Simon Murch mugshotImage source, Staffordshire Police
Image caption,

Simon Murch asked his victim if she wanted him to be her "sugar daddy"

  • Published

A former primary school teacher who raped a 12-year-old girl after meeting her online has been jailed.

Simon Murch, 55, attacked his victim at a hotel in Stoke-on-Trent in June 2023 having driven from his home in Sheffield to meet her.

He later gave her £500 and took her to a toy shop, where she was stopped from purchasing an age-restricted video game.

Murch, from Sheffield, was jailed for seven and a half years after he pleaded guilty to rape at a hearing in September.

Stoke Crown Court heard that prior to the attack Murch had been talking to adult women online after difficulties in his marriage and had met up with some of them for sex.

In the course of this activity he met his victim, who told him she was 18, on the internet and he exchanged indecent images with her, as well as asking her if she wanted him to be her "sugar daddy".

The court heard that on 24 June he drove to Stoke to meet her, but left her in his car while he checked into a hotel, where he later raped her.

After the attack, Murch continued to communicate with his victim online, offering to buy her a phone and take her shopping for lingerie.

The court heard his offending only came to light when the girl relayed the "sugar daddy" comment to a member of staff at her school.

Image source, Allen Cook/BBC
Image caption,

Murch was sentenced at Stoke-on-Trent Crown Court

Passing sentence, Judge Graeme Smith said although Murch would not have known his victim was a child before meeting her "it would have been plain to you when you met her that she was significantly younger than 18".

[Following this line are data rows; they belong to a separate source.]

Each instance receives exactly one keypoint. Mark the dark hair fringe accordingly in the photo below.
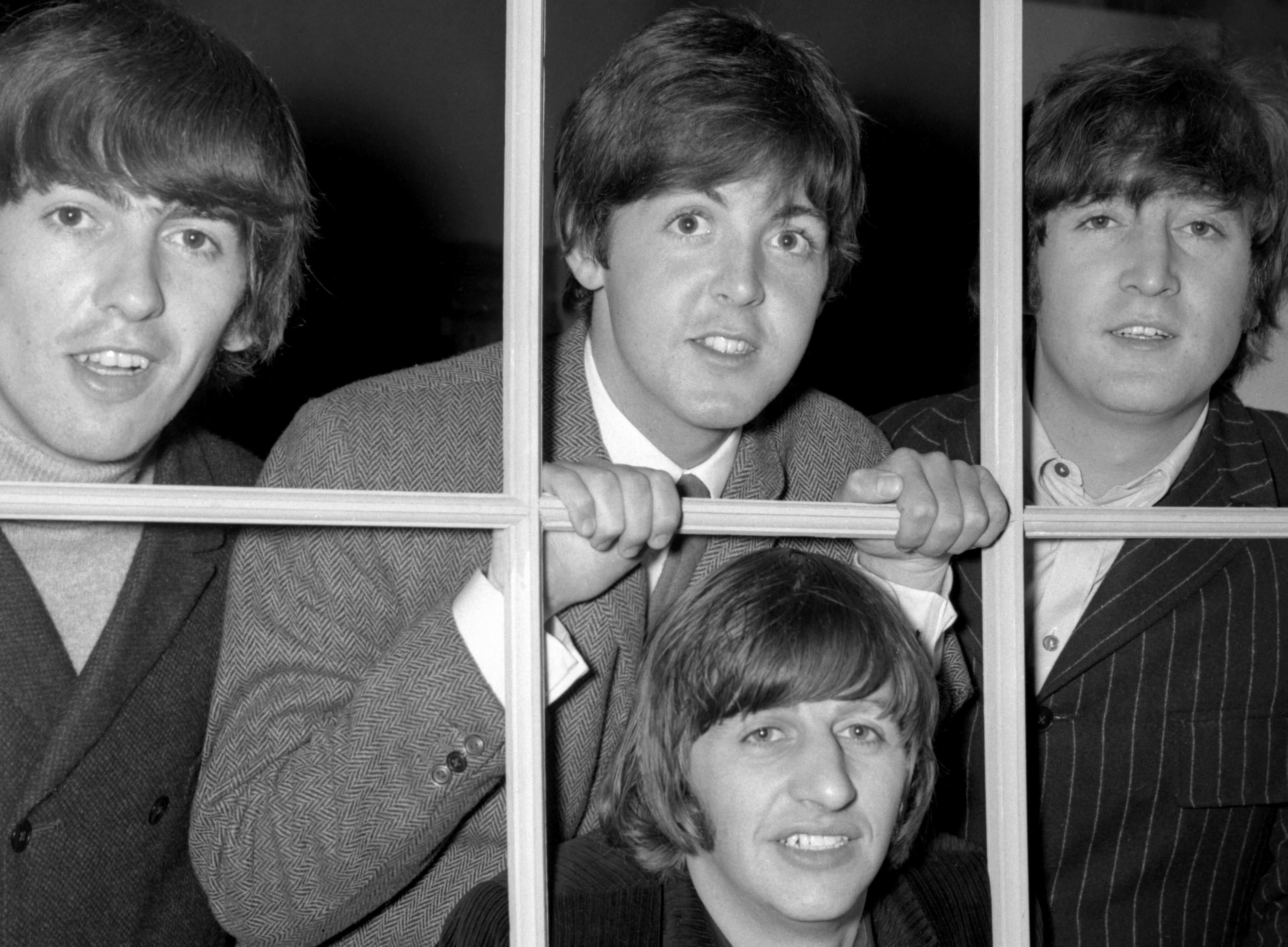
(701, 98)
(776, 628)
(132, 96)
(1134, 123)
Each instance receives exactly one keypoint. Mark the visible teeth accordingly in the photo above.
(725, 346)
(816, 843)
(110, 359)
(1143, 333)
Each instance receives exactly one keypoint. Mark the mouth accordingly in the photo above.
(114, 363)
(1147, 333)
(814, 843)
(725, 346)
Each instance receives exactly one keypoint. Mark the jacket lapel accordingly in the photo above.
(571, 428)
(1151, 578)
(172, 568)
(37, 677)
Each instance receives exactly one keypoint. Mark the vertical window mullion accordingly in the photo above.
(525, 719)
(1003, 446)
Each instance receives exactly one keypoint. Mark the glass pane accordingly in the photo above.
(401, 110)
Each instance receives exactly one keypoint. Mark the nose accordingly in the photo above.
(822, 775)
(739, 280)
(129, 280)
(1151, 261)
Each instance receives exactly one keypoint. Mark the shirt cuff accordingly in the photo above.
(929, 613)
(479, 614)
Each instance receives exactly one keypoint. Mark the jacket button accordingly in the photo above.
(21, 835)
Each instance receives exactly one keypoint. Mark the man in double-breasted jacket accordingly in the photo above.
(708, 195)
(1160, 719)
(133, 266)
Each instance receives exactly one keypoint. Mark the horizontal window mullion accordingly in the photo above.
(255, 505)
(1081, 522)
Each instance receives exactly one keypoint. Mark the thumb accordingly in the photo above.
(871, 486)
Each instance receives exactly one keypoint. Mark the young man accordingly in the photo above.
(771, 784)
(1157, 196)
(153, 209)
(708, 190)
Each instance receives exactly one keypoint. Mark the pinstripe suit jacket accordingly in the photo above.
(344, 686)
(101, 767)
(1160, 741)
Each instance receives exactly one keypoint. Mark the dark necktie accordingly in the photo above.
(682, 558)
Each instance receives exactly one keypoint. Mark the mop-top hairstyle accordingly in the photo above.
(1143, 122)
(776, 628)
(703, 98)
(133, 97)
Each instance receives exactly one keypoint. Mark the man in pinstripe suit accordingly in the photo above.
(708, 195)
(1157, 198)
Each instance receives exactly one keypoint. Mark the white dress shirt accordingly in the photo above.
(479, 609)
(1066, 574)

He added: "But, rather than cancelling the plans you'd made and returning to Sheffield, you simply carried on regardless.

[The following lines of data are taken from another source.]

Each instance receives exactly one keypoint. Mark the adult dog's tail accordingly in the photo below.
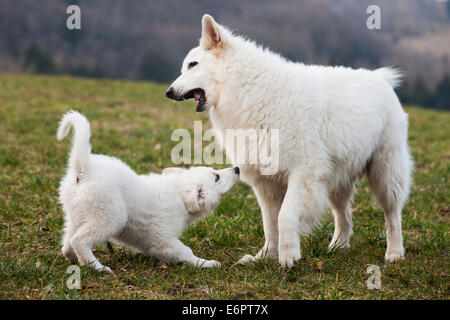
(391, 75)
(81, 149)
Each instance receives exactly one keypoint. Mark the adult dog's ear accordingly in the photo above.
(194, 199)
(172, 170)
(211, 38)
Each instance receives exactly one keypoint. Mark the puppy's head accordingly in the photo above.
(202, 188)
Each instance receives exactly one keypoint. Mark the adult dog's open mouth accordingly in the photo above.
(199, 95)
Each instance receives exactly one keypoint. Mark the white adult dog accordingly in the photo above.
(335, 124)
(104, 200)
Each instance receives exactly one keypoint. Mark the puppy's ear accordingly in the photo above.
(211, 38)
(172, 170)
(194, 199)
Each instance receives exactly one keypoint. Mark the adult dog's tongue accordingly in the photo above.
(197, 95)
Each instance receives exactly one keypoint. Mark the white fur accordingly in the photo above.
(104, 200)
(335, 124)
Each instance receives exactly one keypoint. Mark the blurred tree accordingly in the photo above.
(420, 95)
(39, 61)
(86, 71)
(155, 67)
(442, 94)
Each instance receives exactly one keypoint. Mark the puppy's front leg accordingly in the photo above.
(175, 251)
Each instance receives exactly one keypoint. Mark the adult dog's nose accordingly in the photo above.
(170, 93)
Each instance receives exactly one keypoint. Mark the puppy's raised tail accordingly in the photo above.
(81, 149)
(392, 76)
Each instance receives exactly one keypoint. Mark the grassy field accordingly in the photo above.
(134, 121)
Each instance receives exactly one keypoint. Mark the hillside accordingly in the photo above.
(118, 37)
(133, 121)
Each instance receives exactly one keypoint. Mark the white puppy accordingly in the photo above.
(104, 200)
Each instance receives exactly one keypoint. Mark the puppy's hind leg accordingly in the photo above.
(82, 242)
(174, 251)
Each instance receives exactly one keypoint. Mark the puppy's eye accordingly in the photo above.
(192, 64)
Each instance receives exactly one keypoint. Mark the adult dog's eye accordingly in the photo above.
(192, 64)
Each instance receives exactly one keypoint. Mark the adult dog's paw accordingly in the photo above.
(248, 258)
(210, 264)
(393, 257)
(288, 258)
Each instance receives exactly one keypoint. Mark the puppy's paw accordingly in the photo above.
(105, 270)
(394, 257)
(248, 258)
(288, 258)
(209, 264)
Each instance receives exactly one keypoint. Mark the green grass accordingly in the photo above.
(129, 120)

"As a teacher, who would have been subject to safeguarding training, you should have been particularly alert to the risks."

The court heard the victim's family had been "ripped apart" by stress and that she had suffered from anxiety and bullying at school.

The court also heard Murch's wife was divorcing him and he had lost his job at Monteney Primary School in Sheffield as a result of his crime.

Speaking in September Steel City Schools Partnership, which runs Monteney Primary School, said: "We can confirm that this matter does not relate to any child, past or present, within Monteney Primary or Steel City Schools Partnership."

Murch was told he would spend an additional year on licence following his release from prison and made the subject of a sexual harm prevention order.